Given these profiles, which tend to track similarly from 6th grade on up, one wonders, if education is the great equalizer, how kids from the North End are going to defy the odds and become upwardly mobile? In essence, how are their schools, families, and communities going to provide for and support all the things that they need in order to become competitive with their Longmeadow peers who are already doing extraordinarily well, and more than likely, are getting more along the way to support their development. Using the train leaving the station metaphor, the problem for North End kids is that their Longmeadow peers are on a train that has already left the station and it is accelerating towards its destination, while their train is delayed, and once begun, will be traveling at a slower speed, and decelerate along the way. Given the status quo, it is easy to predict who will arrive first, with the possibility that the slower train will never arrive at all!

What can PC do?

While many people across the country are trying to figure out how to help the generic North Enders,  no one has really come up with a solution. It is true that some have seen this as basically a school problem, and have crafted various charter school formats such as KIPP or Success Academy, but as educational researcher Richard Rothstein has argued over the years, and is more recently illustrated by Robert Putnam, the issues for improving educational attainment and reducing social and economic immobility, go well beyond what schools can do. In large part, it also goes beyond what parents in the North End, or the North End Community, can do for its kids. To increase the possibility for socio-economic mobility kids are going to need much more than they are getting with regard to education, enrichment, and support from people within and beyond their schools and community. As we know from sports, to compete with the best, one needs to do what the best are doing to prepare themselves for competition.

This is where programs like Project Coach can help. Such programs are not a comprehensive solution to the problem, but certainly are part of the solution. So what can Project Coach actually do to level the playing field for underserved kids to really provide them with an equal opportunity to pursue the American Dream? Perhaps, Project Coach's most important function is to help kids connect with a world in which they have little experience. This means that Project Coach can help kids acquire the knowledge, skills, and values that they will need to make the competitive process fairer. It also means connecting kids with people who can guide and support their development and upward mobility. In essence, to use sociologist Annette Lareau’s term, Project Coach can take on the role of being the concerted cultivator for it’s participants. Like the middle and upper class parents she describes who serve as “agents” for their children by making certain that they do well in school, participate in the “right” activities, acquire the necessary experiences, and can connect to people who can help them get access to any one of a number of pursuits in which they wish to partake, Project Coach can serve such a concerted cultivating function.

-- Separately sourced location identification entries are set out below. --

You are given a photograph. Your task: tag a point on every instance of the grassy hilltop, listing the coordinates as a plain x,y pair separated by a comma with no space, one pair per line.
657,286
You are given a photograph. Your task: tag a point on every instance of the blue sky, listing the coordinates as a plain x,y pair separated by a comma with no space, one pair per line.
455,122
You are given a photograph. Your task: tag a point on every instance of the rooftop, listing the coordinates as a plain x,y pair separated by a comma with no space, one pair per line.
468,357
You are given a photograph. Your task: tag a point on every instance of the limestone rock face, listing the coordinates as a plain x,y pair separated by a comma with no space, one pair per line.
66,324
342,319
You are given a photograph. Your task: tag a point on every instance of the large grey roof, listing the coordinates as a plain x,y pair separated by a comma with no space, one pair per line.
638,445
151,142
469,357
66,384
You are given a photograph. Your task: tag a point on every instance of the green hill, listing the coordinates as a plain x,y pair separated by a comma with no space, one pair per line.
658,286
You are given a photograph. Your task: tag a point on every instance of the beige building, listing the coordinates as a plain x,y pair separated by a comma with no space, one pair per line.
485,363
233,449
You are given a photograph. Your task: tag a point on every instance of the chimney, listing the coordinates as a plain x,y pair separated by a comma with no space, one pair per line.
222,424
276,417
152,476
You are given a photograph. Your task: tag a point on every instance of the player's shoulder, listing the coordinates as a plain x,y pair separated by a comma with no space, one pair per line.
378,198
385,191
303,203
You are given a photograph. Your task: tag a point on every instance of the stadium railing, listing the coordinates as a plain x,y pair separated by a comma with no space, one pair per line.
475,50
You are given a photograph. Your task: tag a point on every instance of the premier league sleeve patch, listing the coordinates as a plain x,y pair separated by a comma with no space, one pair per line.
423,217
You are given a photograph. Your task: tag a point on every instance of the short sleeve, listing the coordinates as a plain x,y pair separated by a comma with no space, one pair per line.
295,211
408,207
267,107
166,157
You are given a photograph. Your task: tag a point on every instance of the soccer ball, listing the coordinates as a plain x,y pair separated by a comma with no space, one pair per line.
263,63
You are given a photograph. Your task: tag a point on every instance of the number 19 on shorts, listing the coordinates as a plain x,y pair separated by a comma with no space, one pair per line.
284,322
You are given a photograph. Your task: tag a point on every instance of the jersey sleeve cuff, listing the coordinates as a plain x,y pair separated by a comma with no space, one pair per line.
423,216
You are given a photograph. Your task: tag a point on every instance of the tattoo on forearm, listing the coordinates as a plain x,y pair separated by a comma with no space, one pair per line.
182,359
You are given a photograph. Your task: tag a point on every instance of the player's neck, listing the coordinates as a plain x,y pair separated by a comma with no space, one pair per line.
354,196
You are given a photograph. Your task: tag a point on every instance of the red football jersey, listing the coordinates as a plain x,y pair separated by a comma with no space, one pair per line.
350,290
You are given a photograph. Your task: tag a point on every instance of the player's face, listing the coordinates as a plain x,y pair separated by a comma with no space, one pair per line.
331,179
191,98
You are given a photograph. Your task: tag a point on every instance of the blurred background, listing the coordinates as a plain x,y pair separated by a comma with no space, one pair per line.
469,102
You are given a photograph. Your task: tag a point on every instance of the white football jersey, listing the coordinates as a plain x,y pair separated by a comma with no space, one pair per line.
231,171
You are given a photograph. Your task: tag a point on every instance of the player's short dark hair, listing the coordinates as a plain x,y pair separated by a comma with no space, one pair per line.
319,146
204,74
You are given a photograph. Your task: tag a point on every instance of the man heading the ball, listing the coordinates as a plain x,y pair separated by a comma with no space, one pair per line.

Essentially, what I am proposing here is that for the North End kids to play on a level playing field with the Longmeadow kids, and to really have equal opportunity to pursue their dreams and realize their goals, they need to have some semblance of  equal support. This is partly about closing an $81,735 gap in annual family income, but it is also about filling disparities in what kids get in school, the psycho-social skills that they acquire, the aspirations they develop, the cultural and social capital they build, and the sorts of obstacles they must surmount. Yes, life is unfair, as President Kennedy once said,  but as we see disparities today between communities such as the North End of Springfield and Longmeadow, the unfairness from cradle to grave, is beyond what fair minded people living in a democracy should be willing to tolerate. We can, and should be willing to make an effort to level the playing field and to really create conditions for all of our youth to pursue their dreams with equal opportunity. That is what Project Coach is all about.